Der enorme Fortschritt in der Medizin in den letzten Jahrzehnten hat zu einer weitreichenden Verbesserung von Lebensqualität und Lebenserwartung geführt. Dennoch bestehen weiterhin große Herausforderungen, u.a. in der Übertragung von Erkenntnissen aus der Grundlagenforschung in die Klinik. Die Zunahme komplexer chronischer Erkrankungen und Komorbiditäten stellt außerdem alle klinischen Disziplinen vor zunehmend große Herausforderungen. In der aktuellen organ- bzw. krankheitsbezogenen Forschung und sektorierten Krankenversorgung fehlen weithin Konzepte zur Förderung von Forschung und interdisziplinärer Weiterbildung über die eigene Disziplin hinaus. Aufgrund des demographischen Wandels wird zudem ein Anstieg von komplexen chronischen Erkrankungen erwartet, und die Schere zwischen der traditionellen, krankheitsfokussierten medizinischen Versorgung und den tatsächlichen Bedürfnissen der Patienten wird sich weiter vergrößern.

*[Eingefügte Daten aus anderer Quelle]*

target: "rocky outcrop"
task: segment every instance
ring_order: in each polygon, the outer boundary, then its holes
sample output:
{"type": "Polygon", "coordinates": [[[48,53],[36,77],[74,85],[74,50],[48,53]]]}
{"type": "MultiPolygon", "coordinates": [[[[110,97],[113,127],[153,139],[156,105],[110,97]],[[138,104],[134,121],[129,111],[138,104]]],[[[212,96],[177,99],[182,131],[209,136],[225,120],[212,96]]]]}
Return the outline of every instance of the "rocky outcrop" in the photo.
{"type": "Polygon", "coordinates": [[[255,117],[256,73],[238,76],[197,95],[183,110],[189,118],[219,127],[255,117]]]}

Mit dem Clinician Scientist Programm „Interfaces and Interventions in Complex Chronic Conditions (ICON)“ (Sprecher: Prof. Dr. M. Ebert) soll die nachhaltige Förderung der akademischen Karriere von Clinician Scientists in der translationalen Medizin komplexer chronischer Erkrankungen und damit auch die Verbesserung der Versorgung dieser stetig wachsenden Patientengruppe ermöglicht werden.

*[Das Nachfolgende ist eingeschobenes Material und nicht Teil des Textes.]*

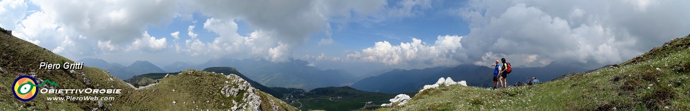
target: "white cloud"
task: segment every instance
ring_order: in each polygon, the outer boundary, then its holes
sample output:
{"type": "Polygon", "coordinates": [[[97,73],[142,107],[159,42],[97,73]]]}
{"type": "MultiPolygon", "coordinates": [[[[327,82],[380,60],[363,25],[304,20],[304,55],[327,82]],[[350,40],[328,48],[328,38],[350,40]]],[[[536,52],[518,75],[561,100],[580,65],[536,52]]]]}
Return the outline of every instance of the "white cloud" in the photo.
{"type": "Polygon", "coordinates": [[[453,53],[462,48],[458,36],[438,36],[434,44],[412,39],[411,43],[393,46],[388,41],[379,41],[373,47],[347,55],[351,61],[380,62],[387,65],[410,65],[438,66],[457,65],[453,53]]]}
{"type": "Polygon", "coordinates": [[[101,48],[103,51],[117,51],[119,50],[119,46],[116,44],[113,44],[110,41],[101,41],[97,42],[98,47],[101,48]]]}
{"type": "Polygon", "coordinates": [[[175,38],[175,40],[179,39],[179,32],[172,32],[170,33],[170,36],[175,38]]]}
{"type": "Polygon", "coordinates": [[[324,45],[331,45],[333,43],[333,39],[332,38],[328,38],[328,39],[322,38],[321,39],[321,41],[319,41],[319,46],[324,45]]]}
{"type": "MultiPolygon", "coordinates": [[[[618,63],[690,30],[688,1],[471,1],[466,63],[618,63]],[[679,9],[682,8],[682,9],[679,9]],[[493,54],[492,54],[493,53],[493,54]],[[492,54],[496,56],[486,56],[492,54]]],[[[477,64],[484,65],[484,64],[477,64]]]]}
{"type": "Polygon", "coordinates": [[[144,32],[141,38],[136,39],[131,45],[127,46],[126,51],[141,50],[150,52],[160,52],[168,46],[168,41],[166,38],[156,39],[148,34],[148,32],[144,32]]]}

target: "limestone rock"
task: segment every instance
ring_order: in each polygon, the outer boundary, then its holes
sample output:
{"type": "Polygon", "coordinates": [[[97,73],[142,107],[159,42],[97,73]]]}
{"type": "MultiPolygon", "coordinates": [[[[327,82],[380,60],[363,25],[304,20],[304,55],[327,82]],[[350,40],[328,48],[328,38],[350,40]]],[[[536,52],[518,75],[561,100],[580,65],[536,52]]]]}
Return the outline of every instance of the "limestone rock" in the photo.
{"type": "Polygon", "coordinates": [[[381,107],[393,107],[394,104],[396,105],[402,105],[407,103],[407,101],[410,101],[411,99],[410,96],[408,96],[407,94],[398,94],[397,96],[395,96],[395,98],[388,100],[388,101],[391,101],[391,103],[382,104],[381,107]]]}

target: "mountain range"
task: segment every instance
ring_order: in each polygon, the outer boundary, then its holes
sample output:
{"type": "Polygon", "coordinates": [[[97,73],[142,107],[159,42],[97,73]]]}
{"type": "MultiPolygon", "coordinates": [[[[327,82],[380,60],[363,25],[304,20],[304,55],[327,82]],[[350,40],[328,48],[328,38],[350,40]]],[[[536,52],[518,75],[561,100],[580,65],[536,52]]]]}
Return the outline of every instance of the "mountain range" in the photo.
{"type": "MultiPolygon", "coordinates": [[[[557,77],[573,72],[588,70],[560,65],[554,62],[545,67],[513,68],[508,75],[509,85],[524,82],[531,77],[547,81],[557,77]]],[[[455,67],[435,67],[424,69],[400,70],[362,79],[351,86],[364,91],[402,93],[420,90],[424,85],[433,84],[441,77],[451,77],[455,81],[466,81],[469,85],[493,87],[492,74],[493,68],[472,64],[461,64],[455,67]]]]}
{"type": "Polygon", "coordinates": [[[198,65],[175,62],[164,68],[168,72],[177,72],[185,69],[201,70],[212,67],[235,68],[249,79],[268,87],[311,90],[349,85],[357,81],[355,76],[344,70],[323,70],[310,66],[307,61],[292,58],[286,62],[272,62],[261,59],[213,59],[198,65]]]}
{"type": "MultiPolygon", "coordinates": [[[[77,61],[84,63],[86,65],[96,67],[110,72],[113,76],[120,79],[128,79],[135,75],[147,73],[166,72],[153,63],[146,61],[137,61],[129,66],[124,66],[118,63],[110,63],[100,59],[84,58],[77,61]]],[[[179,72],[179,71],[178,71],[179,72]]]]}
{"type": "MultiPolygon", "coordinates": [[[[154,85],[136,88],[90,64],[85,64],[82,69],[48,70],[37,68],[40,62],[74,61],[12,36],[0,28],[0,83],[5,84],[0,85],[2,110],[298,110],[234,74],[187,70],[177,75],[164,77],[154,85]],[[21,77],[31,79],[38,85],[31,86],[37,90],[29,90],[31,93],[27,94],[35,97],[28,101],[18,100],[14,94],[19,90],[11,85],[19,83],[15,80],[21,77]],[[43,84],[46,83],[50,83],[43,84]],[[39,89],[94,89],[94,92],[38,93],[39,89]],[[96,89],[121,90],[121,93],[103,94],[95,92],[96,89]],[[89,100],[75,101],[72,97],[89,100]],[[110,99],[92,101],[103,99],[110,99]]],[[[133,64],[130,66],[146,66],[133,64]]]]}

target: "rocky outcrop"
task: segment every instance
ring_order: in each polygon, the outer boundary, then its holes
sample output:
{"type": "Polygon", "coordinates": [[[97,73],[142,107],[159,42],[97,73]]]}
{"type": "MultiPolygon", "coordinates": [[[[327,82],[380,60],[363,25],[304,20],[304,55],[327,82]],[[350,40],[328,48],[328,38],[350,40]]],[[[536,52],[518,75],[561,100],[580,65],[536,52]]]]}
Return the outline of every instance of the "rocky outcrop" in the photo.
{"type": "Polygon", "coordinates": [[[405,103],[407,103],[407,101],[410,101],[411,99],[410,96],[408,96],[407,94],[398,94],[397,96],[395,96],[395,98],[388,100],[388,101],[391,101],[391,103],[382,104],[381,107],[393,107],[395,105],[404,105],[405,103]]]}
{"type": "Polygon", "coordinates": [[[453,81],[453,79],[451,79],[451,77],[448,77],[448,79],[444,79],[443,77],[441,77],[441,78],[438,79],[438,81],[436,81],[436,83],[434,83],[434,84],[432,84],[432,85],[424,85],[424,88],[422,89],[422,90],[420,90],[420,92],[421,92],[422,91],[424,91],[424,90],[429,89],[429,88],[438,88],[438,87],[440,86],[440,85],[445,85],[446,86],[448,86],[448,85],[456,85],[456,84],[460,84],[460,85],[462,85],[467,86],[467,82],[465,81],[461,81],[460,82],[455,82],[455,81],[453,81]]]}
{"type": "Polygon", "coordinates": [[[226,97],[241,96],[242,101],[233,101],[233,110],[259,110],[261,106],[261,97],[255,92],[256,89],[251,87],[248,82],[242,78],[235,75],[228,74],[226,78],[233,79],[232,81],[226,81],[226,85],[221,88],[221,94],[226,97]],[[244,92],[243,92],[244,91],[244,92]]]}

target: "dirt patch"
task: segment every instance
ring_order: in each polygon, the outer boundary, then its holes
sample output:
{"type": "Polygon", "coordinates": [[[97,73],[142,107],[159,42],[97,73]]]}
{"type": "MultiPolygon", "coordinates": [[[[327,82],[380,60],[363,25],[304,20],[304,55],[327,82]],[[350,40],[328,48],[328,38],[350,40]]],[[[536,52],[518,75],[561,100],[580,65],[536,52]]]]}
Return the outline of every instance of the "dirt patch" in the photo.
{"type": "Polygon", "coordinates": [[[633,91],[640,87],[640,81],[635,79],[630,79],[623,82],[623,84],[619,87],[620,90],[623,91],[633,91]]]}
{"type": "Polygon", "coordinates": [[[661,86],[656,88],[653,93],[644,95],[642,100],[645,101],[644,105],[648,106],[647,108],[658,110],[669,105],[671,103],[670,100],[675,96],[671,87],[661,86]]]}

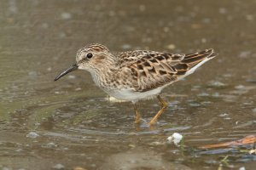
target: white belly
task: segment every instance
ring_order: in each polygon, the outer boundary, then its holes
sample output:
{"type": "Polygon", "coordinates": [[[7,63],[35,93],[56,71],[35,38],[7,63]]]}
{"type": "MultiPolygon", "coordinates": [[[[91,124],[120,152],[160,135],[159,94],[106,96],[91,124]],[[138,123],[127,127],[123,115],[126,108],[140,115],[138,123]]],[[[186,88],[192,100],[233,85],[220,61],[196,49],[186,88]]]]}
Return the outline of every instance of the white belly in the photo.
{"type": "Polygon", "coordinates": [[[107,94],[109,95],[121,99],[121,100],[128,100],[132,102],[137,102],[137,100],[141,99],[147,99],[148,98],[152,98],[157,94],[159,94],[161,90],[165,87],[160,87],[158,88],[149,90],[147,92],[135,92],[132,89],[115,89],[115,90],[109,90],[109,89],[103,89],[107,94]]]}

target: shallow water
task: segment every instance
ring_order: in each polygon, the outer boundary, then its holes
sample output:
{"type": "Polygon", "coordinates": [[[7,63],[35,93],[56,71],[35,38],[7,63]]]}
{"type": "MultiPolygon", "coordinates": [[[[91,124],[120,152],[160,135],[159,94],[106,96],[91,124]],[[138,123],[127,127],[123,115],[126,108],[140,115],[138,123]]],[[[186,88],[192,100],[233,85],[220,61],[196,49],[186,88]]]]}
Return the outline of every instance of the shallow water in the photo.
{"type": "Polygon", "coordinates": [[[255,1],[1,1],[0,168],[253,169],[241,148],[201,150],[256,134],[255,1]],[[113,103],[85,71],[58,82],[80,47],[219,55],[156,100],[113,103]],[[184,148],[166,143],[173,133],[184,148]],[[121,168],[122,167],[122,168],[121,168]]]}

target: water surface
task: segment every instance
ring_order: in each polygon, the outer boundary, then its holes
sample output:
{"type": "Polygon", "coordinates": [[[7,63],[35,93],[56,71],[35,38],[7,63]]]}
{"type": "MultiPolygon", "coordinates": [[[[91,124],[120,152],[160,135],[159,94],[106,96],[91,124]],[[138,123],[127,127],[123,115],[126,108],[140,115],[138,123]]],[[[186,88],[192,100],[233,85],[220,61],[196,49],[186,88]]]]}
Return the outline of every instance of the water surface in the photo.
{"type": "Polygon", "coordinates": [[[242,1],[1,1],[0,168],[253,169],[250,144],[200,146],[256,134],[256,3],[242,1]],[[91,42],[111,51],[151,49],[219,55],[156,100],[108,101],[89,73],[55,76],[91,42]],[[183,149],[169,144],[173,133],[183,149]],[[125,168],[124,167],[126,167],[125,168]]]}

Weitere Informationen zu den Zeilen des Förderprogramms, zu Bewerbungsvoraussetzungen und zum Bewerbungsverfahren selbst finden Sie hier.

MACS

Nachdem die Medizinische Fakultät Mannheim vor einigen Jahren ein internes Förderprogramm für Clinician Scientists etabliert hat, um junge Ärzt*innen in der Weiterbildungsphase zum Facharzt/ärztin zu unterstützen, und ihnen geschützte Freiräume für die Entwicklung einer eigenen wissenschaftlichen Karriere zu ermöglichen, wurde zur Gewährleistung der Nachhaltigkeit der Förderung ergänzend das Mannheimer Advanced Clinician Scientist (MACS) Programm aufgebaut. Dieses richtet sich gezielt an Ärzt*innen mit Facharztqualifikation und soll ihnen eine verlässliche und attraktive berufliche Perspektive in der universitären Medizin eröffnen.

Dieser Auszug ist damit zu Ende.